Search code examples
pythonauthenticationbeautifulsouplxmlaccess-token

Authentication results in 404 code


There is a website I need to scrape, but before I do I need to login.

There seems to be three things I need to get in, the username, password and authenticity token. The user name and password I know, but I am not sure how to access the token.

This is what I have tried:

import requests
from lxml import html

login_url = "https://urs.earthdata.nasa.gov/home"

session_requests = requests.session()
result = session_requests.get(login_url)
tree = html.fromstring(result.text)
authenticity_token = list(set(tree.xpath("//input[@name='authenticity_token']/@value")))[0]

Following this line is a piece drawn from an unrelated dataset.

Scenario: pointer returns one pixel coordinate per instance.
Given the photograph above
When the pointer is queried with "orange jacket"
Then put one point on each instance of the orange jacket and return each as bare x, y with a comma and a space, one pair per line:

payload = {"username": "my_name",
           "password": "my_password",
           "authenticity_token": authenticity_token}

result = session_requests.post(
    login_url, 
    data = payload, 
    headers = dict(referer=login_url)
)

print (result)

This results in :

<Response [404]>

My name and password are entered correctly so it is the token that must be going wrong. I think the problem is this line:

authenticity_token = list(set(tree.xpath("//input[@name='authenticity_token']/@value")))[0]

or this line:

payload = {"username": "my_name",
               "password": "my_password",
               "authenticity_token": authenticity_token}

by looking at the source code on the webpage I noticed there is a authenticity_token, csrf-token and a csrf-param. So its possible these are in the wrong order, but I tried all the combinations.

EDIT:

Here is a beautiful soup approach that results in 404 again.

s = requests.session()                                                         
response = s.get(login_url)   

soup = BeautifulSoup(response.text, "lxml")                                            
for n in soup('input'): 
    if n['name'] == 'authenticity_token':                                             
        token = n['value'] 
    if n['name'] == 'utf8':
        utf8 = n['value']                                               
        break

auth = {                                                                       
    'username': 'my_username'                                                       
    , 'password': 'my_password'                                                 
    , 'authenticity_token': token    
    , 'utf8' : utf8                                                 
}    

s.post(login_url, data=auth) 

Solution

  • If you inspect the page you'll notice that form action value is '/login', so you have to submit your data to https://urs.earthdata.nasa.gov/login'.

    login_url = "https://urs.earthdata.nasa.gov/login"
    home_url = "https://urs.earthdata.nasa.gov/home"
    
    s = requests.session()                                                         
    soup = BeautifulSoup(s.get(home_url).text, "lxml")                                            
    data = {i['name']:i.get('value', '') for i in soup.find_all('input')}
    data['username'] = 'my_username'
    data['password'] = 'my_password'
    result = s.post(login_url, data=data)
    
    print(result)
    

    < Response [200]>

    A quick example with selenium:

    from selenium import webdriver
    
    driver = webdriver.Firefox()
    url = 'https://n5eil01u.ecs.nsidc.org/MOST/MOD10A1.006/'
    
    driver.get(url)
    driver.find_element_by_name('username').send_keys('my_username')
    driver.find_element_by_name('password').send_keys('my_password')
    driver.find_element_by_id('login').submit()
    
    html = driver.page_source
    driver.quit()